Preferences for the CUDA backend in Brian2CUDA

devices.cuda_standalone.cuda_backend.compute_capability = None: Manually set the compute capability for which CUDA code will be compiled. Has to be a float (e.g. 6.1) or None. If None, compute capability is chosen depending on GPU in use.

devices.cuda_standalone.cuda_backend.cuda_path = None: The path to the CUDA installation. If set, this preferences takes precedence over environment variable CUDA_PATH.

devices.cuda_standalone.cuda_backend.cuda_runtime_version = None: The CUDA runtime version.

devices.cuda_standalone.cuda_backend.detect_cuda = True: Whether to try to detect CUDA installation paths and version. Disable this if you want to generae CUDA standalone code on a system without CUDA installed.

devices.cuda_standalone.cuda_backend.detect_gpus = True: Whether to detect names and compute capabilities of all available GPUs. This needs access to nvidia-smi and deviceQuery binaries.

devices.cuda_standalone.cuda_backend.device_query_path = None: Path to CUDA’s deviceQuery binary. Used to detect a GPUs compute capability

devices.cuda_standalone.cuda_backend.extra_compile_args_nvcc = ['-w', '-use_fast_math']: Extra compile arguments (a list of strings) to pass to the nvcc compiler.
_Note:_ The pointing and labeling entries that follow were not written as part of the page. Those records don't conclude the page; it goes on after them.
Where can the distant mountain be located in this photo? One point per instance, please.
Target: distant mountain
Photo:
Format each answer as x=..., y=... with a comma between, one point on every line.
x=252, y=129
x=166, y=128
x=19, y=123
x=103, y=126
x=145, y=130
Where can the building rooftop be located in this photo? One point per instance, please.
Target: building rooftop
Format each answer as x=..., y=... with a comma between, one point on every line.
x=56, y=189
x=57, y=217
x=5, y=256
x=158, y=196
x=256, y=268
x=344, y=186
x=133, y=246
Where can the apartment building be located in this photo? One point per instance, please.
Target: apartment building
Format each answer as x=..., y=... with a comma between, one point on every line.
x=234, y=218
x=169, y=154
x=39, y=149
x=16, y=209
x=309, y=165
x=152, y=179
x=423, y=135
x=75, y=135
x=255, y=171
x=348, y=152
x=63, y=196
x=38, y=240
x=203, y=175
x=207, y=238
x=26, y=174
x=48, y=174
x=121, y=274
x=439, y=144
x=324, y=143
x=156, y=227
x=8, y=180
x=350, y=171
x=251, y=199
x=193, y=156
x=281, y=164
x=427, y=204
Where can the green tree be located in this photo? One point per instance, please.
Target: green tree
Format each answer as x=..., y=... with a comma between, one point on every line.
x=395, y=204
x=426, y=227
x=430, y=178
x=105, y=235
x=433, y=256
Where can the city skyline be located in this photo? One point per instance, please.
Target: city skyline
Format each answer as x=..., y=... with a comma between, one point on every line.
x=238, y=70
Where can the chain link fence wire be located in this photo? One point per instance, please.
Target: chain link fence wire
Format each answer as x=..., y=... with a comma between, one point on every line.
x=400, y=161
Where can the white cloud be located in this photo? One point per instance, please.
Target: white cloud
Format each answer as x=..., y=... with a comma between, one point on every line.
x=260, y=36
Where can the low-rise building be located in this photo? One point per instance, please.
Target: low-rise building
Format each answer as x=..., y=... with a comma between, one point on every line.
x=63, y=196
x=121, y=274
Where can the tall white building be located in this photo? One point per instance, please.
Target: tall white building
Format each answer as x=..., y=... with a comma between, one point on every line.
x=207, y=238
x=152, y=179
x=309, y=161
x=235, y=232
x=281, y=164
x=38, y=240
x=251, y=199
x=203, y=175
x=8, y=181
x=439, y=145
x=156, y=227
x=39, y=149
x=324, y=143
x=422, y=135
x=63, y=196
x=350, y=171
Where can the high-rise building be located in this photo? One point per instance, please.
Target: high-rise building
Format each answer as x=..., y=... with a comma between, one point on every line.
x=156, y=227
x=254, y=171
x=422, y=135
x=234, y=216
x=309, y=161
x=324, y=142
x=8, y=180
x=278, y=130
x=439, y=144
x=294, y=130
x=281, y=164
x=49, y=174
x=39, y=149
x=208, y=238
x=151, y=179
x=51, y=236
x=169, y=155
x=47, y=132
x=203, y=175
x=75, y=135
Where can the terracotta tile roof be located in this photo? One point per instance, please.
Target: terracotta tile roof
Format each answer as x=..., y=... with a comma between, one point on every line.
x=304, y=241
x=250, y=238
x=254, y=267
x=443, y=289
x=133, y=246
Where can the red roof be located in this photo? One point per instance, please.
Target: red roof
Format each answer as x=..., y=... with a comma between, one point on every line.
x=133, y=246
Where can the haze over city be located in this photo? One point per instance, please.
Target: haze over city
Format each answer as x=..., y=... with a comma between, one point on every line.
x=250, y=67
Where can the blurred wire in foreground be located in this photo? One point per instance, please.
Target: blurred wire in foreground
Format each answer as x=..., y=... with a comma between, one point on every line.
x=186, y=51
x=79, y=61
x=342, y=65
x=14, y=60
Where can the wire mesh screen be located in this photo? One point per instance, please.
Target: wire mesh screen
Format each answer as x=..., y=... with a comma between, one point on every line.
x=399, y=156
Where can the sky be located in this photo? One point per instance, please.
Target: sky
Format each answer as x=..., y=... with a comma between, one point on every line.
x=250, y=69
devices.cuda_standalone.cuda_backend.gpu_heap_size = 128: Size of the heap (in MB) used by malloc() and free() device system calls, which are used in the cudaVector implementation. cudaVectors are used to dynamically allocate device memory for SpikeMonitors and the synapse queues in the CudaSpikeQueue implementation for networks with heterogeneously distributed delays.

devices.cuda_standalone.cuda_backend.gpu_id = None

The ID of the GPU that should be used for code execution. Default value is None, in which case the GPU with the highest compute capability and lowest ID is used.

If environment variable CUDA_VISIBLE_DEVICES is set, this preference will be interpreted as ID from the visible devices (e.g. with CUDA_VISIBLE_DEVICES=2 and gpu_id=0 preference, the GPU 2 will be used).